It is our goal for Labs to be the place where the future of smart city innovation is conceived, researched and eventually brought to market. It’s made up of technologists and product strategists focused on the future of traffic technology for the smart city.

So why now? A couple of reasons.

First, cities are feeling enormous pressure from traffic congestion and infrastructure strain. They struggle with moving people and goods around their urban centers. That pressure will only intensify in the decades ahead: The United Nations projects that two-thirds of the world’s population will live in cities by 2050. Cities will have no choice but to advance the way they manage their transportation infrastructure with social, economic and environmental considerations in mind.

The second driver behind Miovision Labs relates to the tremendous growth we’ve experienced as a company. Miovision has now reached a size and scale that makes internal research and development (R&D) a massive reinvestment area for the company. Despite this effort, there is a need for a more open, collaborative approach to smart city R&D, combining the best technologists across many organizations. As the ‘open’ movement sweeps across almost every aspect of modern computing, we believe the same is true in smart city innovation.

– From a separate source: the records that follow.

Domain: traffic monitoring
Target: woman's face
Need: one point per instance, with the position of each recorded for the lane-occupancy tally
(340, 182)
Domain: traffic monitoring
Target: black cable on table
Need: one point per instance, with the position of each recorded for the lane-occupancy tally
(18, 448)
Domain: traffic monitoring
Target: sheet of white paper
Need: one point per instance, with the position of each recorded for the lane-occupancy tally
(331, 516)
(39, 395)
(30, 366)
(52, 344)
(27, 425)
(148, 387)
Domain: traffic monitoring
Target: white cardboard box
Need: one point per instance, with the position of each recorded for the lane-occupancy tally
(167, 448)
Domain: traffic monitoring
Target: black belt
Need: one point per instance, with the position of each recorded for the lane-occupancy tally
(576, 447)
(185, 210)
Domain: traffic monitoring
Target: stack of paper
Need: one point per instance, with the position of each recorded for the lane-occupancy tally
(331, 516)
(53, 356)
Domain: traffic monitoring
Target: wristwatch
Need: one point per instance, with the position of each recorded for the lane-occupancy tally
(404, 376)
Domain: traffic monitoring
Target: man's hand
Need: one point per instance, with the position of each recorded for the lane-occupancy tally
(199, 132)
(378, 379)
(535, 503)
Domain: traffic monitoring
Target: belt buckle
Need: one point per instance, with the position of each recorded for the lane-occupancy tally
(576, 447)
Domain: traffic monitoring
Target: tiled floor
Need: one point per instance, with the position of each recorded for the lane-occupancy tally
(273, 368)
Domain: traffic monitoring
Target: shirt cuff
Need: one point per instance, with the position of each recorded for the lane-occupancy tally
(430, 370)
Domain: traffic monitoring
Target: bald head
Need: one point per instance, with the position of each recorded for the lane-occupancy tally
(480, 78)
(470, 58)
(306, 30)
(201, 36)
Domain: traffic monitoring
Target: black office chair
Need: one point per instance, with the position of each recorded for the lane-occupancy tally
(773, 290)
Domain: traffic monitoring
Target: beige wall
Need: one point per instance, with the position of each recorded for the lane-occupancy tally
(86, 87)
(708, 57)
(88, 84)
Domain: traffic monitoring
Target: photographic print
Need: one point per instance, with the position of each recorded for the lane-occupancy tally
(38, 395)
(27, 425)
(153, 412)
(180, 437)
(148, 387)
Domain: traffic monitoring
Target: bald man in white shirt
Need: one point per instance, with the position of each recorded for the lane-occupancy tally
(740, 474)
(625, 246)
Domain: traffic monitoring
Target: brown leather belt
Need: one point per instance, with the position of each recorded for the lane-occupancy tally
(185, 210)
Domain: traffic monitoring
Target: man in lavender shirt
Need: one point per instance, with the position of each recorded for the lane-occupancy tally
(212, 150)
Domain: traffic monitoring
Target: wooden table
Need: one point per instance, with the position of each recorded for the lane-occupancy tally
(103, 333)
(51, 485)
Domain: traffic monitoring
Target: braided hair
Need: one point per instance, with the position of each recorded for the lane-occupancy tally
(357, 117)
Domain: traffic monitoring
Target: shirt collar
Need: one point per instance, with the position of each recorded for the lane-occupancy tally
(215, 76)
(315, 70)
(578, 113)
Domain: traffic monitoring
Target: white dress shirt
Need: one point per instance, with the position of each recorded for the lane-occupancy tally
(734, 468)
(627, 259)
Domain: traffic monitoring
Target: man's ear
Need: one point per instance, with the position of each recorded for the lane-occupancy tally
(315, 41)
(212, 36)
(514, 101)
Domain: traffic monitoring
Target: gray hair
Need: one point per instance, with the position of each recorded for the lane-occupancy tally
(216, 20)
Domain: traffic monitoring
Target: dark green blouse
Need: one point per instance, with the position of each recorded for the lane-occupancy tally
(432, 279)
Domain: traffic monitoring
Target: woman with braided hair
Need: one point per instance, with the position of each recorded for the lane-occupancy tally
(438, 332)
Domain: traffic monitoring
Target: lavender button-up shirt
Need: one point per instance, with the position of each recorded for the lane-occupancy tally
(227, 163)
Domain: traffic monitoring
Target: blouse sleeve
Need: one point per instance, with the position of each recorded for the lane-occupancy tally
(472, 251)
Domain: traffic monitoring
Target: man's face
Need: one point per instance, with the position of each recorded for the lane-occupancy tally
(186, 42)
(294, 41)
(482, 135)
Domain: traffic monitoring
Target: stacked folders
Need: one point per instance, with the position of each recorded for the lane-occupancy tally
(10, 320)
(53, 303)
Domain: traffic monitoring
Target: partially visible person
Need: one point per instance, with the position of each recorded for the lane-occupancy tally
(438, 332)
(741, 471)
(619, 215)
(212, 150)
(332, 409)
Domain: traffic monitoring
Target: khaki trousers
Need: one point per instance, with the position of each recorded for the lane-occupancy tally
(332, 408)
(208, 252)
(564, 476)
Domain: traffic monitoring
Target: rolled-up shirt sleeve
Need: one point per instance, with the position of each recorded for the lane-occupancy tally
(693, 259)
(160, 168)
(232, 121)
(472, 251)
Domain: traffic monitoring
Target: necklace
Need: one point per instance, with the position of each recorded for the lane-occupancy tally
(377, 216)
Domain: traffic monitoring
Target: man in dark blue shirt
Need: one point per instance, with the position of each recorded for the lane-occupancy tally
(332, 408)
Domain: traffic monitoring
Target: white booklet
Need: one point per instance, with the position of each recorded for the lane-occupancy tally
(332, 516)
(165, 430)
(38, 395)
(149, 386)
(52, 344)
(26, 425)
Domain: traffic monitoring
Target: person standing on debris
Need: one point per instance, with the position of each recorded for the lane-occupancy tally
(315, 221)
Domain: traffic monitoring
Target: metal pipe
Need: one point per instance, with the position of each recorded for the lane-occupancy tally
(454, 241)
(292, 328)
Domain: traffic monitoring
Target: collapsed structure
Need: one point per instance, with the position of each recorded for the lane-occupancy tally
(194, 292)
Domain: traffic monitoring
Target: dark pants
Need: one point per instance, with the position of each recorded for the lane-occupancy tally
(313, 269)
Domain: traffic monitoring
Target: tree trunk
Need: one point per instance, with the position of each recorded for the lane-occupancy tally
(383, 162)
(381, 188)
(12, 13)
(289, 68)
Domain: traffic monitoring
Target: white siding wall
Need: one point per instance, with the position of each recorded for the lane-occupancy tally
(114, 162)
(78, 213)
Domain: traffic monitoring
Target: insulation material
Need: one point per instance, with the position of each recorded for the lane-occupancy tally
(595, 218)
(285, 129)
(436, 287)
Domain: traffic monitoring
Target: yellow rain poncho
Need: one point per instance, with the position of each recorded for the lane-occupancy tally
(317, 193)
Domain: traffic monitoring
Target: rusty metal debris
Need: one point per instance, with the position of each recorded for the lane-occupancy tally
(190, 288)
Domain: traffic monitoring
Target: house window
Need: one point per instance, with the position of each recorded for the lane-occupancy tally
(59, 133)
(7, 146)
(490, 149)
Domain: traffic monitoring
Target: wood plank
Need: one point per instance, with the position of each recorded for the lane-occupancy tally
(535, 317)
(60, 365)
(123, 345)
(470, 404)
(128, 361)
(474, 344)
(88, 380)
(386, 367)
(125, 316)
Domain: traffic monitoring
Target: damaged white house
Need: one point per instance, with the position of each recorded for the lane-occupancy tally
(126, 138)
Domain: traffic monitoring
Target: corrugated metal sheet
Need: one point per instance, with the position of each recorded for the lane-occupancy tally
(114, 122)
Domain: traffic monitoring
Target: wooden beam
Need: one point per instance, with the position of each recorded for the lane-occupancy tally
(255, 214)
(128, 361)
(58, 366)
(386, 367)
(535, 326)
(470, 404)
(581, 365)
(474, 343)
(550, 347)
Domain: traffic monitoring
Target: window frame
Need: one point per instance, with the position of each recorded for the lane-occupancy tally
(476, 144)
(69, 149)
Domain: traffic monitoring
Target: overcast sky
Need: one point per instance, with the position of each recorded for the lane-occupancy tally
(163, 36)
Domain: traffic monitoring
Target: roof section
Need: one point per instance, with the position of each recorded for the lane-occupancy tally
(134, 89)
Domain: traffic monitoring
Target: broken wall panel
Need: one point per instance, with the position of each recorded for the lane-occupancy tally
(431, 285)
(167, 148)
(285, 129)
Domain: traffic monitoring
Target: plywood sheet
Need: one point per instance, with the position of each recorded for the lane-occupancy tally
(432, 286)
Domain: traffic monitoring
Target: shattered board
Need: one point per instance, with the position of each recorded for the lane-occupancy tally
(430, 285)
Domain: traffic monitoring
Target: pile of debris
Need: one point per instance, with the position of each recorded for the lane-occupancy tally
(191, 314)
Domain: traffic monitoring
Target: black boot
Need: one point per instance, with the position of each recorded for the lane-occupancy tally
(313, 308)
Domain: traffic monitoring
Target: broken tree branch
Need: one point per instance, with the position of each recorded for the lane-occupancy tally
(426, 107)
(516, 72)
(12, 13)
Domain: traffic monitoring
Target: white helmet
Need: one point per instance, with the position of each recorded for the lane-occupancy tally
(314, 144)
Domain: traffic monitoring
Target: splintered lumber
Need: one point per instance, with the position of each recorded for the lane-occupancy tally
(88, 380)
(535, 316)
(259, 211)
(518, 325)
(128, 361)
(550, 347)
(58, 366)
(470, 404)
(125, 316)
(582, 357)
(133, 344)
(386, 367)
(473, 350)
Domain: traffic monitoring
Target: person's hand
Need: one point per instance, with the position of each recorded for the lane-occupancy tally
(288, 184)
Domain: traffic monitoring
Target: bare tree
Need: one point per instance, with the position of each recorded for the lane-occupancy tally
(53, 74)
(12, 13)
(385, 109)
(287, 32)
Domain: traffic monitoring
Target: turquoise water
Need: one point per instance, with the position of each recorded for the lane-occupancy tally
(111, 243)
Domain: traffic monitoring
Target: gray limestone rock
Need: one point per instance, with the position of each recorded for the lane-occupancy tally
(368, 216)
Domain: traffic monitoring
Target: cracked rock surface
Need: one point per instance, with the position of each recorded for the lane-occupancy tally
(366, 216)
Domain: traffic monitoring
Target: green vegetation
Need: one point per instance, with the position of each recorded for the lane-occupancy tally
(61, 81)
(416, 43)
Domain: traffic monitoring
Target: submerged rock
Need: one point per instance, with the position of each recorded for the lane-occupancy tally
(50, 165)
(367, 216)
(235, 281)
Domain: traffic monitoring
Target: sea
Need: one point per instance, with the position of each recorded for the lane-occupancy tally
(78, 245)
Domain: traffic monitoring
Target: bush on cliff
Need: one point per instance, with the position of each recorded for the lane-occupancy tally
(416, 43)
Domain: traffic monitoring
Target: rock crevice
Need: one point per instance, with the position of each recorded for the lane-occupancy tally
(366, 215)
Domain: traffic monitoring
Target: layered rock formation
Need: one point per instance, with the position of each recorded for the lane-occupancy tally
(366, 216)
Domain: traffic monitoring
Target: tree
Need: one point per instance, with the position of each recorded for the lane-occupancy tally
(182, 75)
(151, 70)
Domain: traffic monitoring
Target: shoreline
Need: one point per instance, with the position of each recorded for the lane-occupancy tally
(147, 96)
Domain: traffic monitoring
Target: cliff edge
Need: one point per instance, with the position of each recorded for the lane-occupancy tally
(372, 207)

Miovision Labs epitomizes this more open approach to innovation, an approach that scales beyond the traditional limitations of proprietary R&D. These limitations were first brought to my attention when I read Clayton Christensen’s seminal work, The Innovator’s Dilemma.  Christensen’s thesis—that disruptive technologies from upstart companies ultimately lead incumbents to fail—is rooted in a fundamental organizational reality: Disruption from within is extremely difficult. What led companies to succeed in the first place—their core tech, how they deliver it to customers—is what the organization is built to sustain. Any truly disruptive innovation from within is reasonably suppressed in the name of fiduciary responsibility.

So with Miovision Labs, our technologists will be free to disrupt away. Break existing models. And forge new pathways to innovation. In doing so, this team will help cities make sense of the vast amounts of data that will become available in the coming years and use this data to fuel smart city applications in traffic and beyond.

The Path to Miovision Labs

Miovision was launched 11 years ago to solve the urban transportation problem. Back then—and much of this is still true today—cities struggled to access data needed to improve transportation and traffic in cities. Data was difficult to unlock from older infrastructure. Legacy data collection methods were expensive, inaccurate, and lacked the detail engineers needed to properly plan and operate roadways. Since our launch, we have helped over 13,000 municipalities connect, monitor, and study their traffic infrastructure to make roadways safer and more efficient.

In the next 10 years, the problem will shift for many cities from accessing the data to interpreting and applying it. Cities will have almost unlimited access to data that details how their infrastructure is performing and how their citizens are using roadways. The challenge of future traffic teams will be to understand and put this data to use in their cities.

Miovision Labs’ mission is to lay the groundwork for a next generation of traffic technology, with the goal of ensuring that rapidly escalating volumes of data remain an asset for a smart city, and don’t become an unwieldy liability. Reaching this state requires specialized skills and IP including computer vision, deep learning, big data analytics and embedded device design—skills that Miovision Labs brings to the table.

We’re Hitting the Ground Running

Out of the gate, Miovision Labs already has key partnerships in place. Our initial work will focus on the following transportation projects in collaboration with academic researchers and non-government organizations (NGOs):

  1. Freight flow in cities. In partnership with freight specialist firm CPCS, Miovison Labs will study how traffic data from passive sensors, video cameras, GPS, and other sources can be used to understand and improve how freight moves through cities. The findings will inform planners and policymakers in the public sector about how to better collaborate with private firms in the collection and use of new data types for streamlining urban freight flows. The project is sponsored by the U.S. Transportation Research Board’s National Cooperative Freight Research Program (NCFRP 49).
  2. Road incident prevention. In partnership with the University of Toronto, Miovision Labs is pioneering computer vision (CV) for use in Conflict Analysis. This discipline has historically required human observation to detect and rank the severity of road incidents, a labor-intensive luxury most cities can’t afford. Post-accident analysis is much more common. This study is using real-world historical data, rather than simulations, to identify high-risk intersections to help resolve issues and guide safer infrastructure decisions in the future.
  3. Open traffic data. Miovision Labs is working with the World Bank-led Open Transport Partnership to encourage more open, two-way data sharing between companies and transportation agencies. Access to private sector innovation will help resource-constrained agencies develop evidence-based solutions to traffic and road safety challenges. Miovision will share traffic data, as it is made open by its customers, to support this work.

The research being conducted through these partnerships represent important steps toward smart cities. They combine new data sources and new analytical techniques that will eventually become core pieces of city operations and planning.

Some companies talk about a top-down approach to smart cities. But that has never worked for a variety of reasons, the main one being exorbitant costs. Getting to the future won’t happen overnight, and these types of projects are critical to that progress. In our view, Miovision Labs is critical to that progress.